If it hasn’t already arrived, single stream recycling will be coming to a curb-side near you. The rate of residential materials being recycled has stagnated since curbside recycling began in full force in the 1990’s. This is not to say that your town’s recycling program may not be doing well. It just means that we can all be doing better. But with recycling rates hardly growing in the last few years, how can we do this?
Well, introducing single stream recycling to save the day! OK, so that’s great; but what is it? Single stream recycling is an attempt to make recycling collection as simple as possible for residence, so as to encourage everyone to recycle as many materials as possible. This is done by replacing your current collection bin or bins with a single large cart that will hold an entire week’s worth of recyclables including corrugated cardboard and magazines. Gone are the days of sorting different recyclables into different buckets, or even mixing your recyclable containers into one bin while stacking corrugated cardboard and magazines on the side.

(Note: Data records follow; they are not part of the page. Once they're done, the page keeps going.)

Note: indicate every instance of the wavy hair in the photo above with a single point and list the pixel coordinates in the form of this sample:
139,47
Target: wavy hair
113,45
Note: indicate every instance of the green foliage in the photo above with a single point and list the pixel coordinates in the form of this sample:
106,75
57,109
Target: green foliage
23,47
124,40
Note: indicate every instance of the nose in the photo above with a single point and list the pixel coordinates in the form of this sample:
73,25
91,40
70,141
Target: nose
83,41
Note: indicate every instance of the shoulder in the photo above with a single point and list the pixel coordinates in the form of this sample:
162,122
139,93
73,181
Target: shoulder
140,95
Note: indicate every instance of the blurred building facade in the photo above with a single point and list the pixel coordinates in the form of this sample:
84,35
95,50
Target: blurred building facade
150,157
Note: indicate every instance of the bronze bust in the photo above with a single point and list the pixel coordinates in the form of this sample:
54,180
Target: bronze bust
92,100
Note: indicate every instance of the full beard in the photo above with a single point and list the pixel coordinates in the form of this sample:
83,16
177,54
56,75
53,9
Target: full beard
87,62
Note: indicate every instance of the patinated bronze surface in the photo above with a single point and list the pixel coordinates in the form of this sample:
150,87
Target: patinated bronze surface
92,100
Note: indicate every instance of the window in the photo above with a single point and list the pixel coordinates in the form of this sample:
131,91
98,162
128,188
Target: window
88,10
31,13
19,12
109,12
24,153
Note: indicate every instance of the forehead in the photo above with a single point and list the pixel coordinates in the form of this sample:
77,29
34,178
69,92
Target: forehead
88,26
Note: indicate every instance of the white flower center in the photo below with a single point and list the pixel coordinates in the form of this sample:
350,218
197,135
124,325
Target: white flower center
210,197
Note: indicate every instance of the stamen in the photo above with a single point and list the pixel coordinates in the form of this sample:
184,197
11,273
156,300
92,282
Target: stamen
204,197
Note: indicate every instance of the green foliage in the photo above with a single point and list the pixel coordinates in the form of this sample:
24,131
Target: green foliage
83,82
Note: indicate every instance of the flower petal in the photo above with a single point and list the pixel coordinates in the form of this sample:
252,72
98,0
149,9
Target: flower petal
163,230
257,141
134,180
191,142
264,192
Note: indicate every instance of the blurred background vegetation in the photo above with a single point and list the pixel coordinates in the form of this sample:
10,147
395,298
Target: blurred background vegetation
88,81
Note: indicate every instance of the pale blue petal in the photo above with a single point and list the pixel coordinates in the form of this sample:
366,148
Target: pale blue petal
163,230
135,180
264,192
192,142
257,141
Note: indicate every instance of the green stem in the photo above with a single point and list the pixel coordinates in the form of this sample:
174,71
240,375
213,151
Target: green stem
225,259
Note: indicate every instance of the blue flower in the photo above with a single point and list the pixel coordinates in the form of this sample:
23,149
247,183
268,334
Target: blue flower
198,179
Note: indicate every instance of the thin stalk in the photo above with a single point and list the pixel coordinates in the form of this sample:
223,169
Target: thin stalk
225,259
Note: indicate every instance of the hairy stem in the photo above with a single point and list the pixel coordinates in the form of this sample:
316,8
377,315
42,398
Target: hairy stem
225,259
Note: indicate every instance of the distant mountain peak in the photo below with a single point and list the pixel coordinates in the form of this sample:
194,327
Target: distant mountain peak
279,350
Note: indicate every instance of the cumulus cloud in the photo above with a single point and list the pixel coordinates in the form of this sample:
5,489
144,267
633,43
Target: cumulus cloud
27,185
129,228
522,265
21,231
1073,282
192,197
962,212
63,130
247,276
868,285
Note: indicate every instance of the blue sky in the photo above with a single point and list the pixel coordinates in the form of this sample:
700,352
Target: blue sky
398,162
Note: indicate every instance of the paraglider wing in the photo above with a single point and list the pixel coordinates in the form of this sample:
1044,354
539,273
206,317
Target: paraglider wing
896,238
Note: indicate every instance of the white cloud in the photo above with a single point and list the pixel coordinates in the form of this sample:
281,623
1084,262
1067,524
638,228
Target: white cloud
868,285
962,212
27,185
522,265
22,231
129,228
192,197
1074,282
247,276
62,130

As the name implies, single stream recycling will let you add recyclables to your new cart as you produce them, or in a single stream, just like the regular trash. Read a newspaper, throw it in the cart; have a can of soup, throw it in the cart; sort out your junk mail and throw it in the cart. No need for extra bundling, or extra piles; which means less clutter in your home or garage. Making recycling easier means more participation and more participation means that more materials get recycled.
With the extra space in your new cart, make sure you are taking advantage of all the materials that can be recycled in your area. Call your town or trash hauler to get the latest list of acceptable recyclables. There is a good chance that new materials may have been added since you last checked. Now that recycling is so easy and you have plenty of room in your recycling cart, there is no excuse for not recycling all the materials that you can.
Here is a list of materials that most towns are now accepting in their recycling program. If your town does not accept some of these, call them and ask why. There are markets available for all of these materials, so there is no excuse for these to be left out of your local collection.
Glass containers Metal containers Aluminum foil and containers #1 – #7 plastic containers Milk cartons Juice boxes Junk mail Corrugated cardboard Paperboard Newspapers Magazines and catalogs
Remember that it is still important to keep trash and non-recyclables out of your recycling cart. While your trash is simply disposed of in a landfill or incinerator, your recyclables are marketable products that become the raw material to make new products. With your help, that plastic bottle may become a fleece sweater that keeps you warm; or that newspaper may become sheet rock for your next construction project, or that metal container may be used in your child’s next bicycle. What you throw in the trash today is gone, but what you recycle today may come back to you as new. Respect it for the resource that it is!